I use Long-Lived Access Tokens on various places, such as Microsoft Flow but also locally on my machines. Most services that I use with this access token only needs access to one or two sensors, instead of the full blown permission set that it has now. As it can be hard to store these access tokens securely on a machine (read: not in plaintext), I would really like to give permissions on an entity-level to my Long-Lived Access Tokens.
A thought on this for whoever will implement this:
In my opinion the permissions should not be encoded within the token. I don’t know if someone would even think of doing this, but it would be valid thought since tokens are signed anyways, thus including the permission would seem somewhat secure.

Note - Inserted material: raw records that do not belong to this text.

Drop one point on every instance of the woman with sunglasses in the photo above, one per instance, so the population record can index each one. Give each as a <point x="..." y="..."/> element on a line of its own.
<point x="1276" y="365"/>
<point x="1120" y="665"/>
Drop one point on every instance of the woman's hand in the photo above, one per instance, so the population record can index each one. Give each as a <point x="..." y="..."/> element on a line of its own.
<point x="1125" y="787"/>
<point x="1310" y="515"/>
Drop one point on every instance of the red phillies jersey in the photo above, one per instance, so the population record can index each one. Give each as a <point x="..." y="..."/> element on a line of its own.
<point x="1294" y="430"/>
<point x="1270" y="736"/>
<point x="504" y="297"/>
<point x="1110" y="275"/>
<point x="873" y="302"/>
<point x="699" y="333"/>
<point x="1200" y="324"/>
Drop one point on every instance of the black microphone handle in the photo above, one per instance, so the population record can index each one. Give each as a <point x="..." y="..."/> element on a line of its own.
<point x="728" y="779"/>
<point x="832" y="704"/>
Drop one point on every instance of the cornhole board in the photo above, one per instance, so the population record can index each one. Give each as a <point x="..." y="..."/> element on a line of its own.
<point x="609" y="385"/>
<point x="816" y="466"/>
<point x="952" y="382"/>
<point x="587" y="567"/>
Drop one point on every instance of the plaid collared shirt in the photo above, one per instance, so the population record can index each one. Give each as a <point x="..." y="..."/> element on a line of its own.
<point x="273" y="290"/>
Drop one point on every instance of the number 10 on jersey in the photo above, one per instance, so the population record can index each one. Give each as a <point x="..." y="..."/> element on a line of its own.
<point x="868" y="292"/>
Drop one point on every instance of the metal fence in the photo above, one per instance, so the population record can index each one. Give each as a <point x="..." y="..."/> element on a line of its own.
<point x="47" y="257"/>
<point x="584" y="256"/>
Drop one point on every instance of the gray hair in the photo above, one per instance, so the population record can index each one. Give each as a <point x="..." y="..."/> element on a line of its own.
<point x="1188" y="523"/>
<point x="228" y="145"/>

The downside to this approach would be, that in case the secret to sign the tokens would be leaked, it would be possible for an attacker to generate with other permissions, and therefore granting more access than the token is supposed to provide.
So at least to me it would make more sense to assign the permissions separately to some sort of token-id within the token. With this in place HA would just first have to see if the token is valid, and if so, what the assigned permissions are, and based on them allow or reject the requested action.
Thanks for your input Daniel. That’s interesting. Microsoft is doing that with their Shared Access Keys for Azure Storage Accounts: https://docs.microsoft.com/en-us/rest/api/storageservices/create-account-sas
I would really love to see this implemented.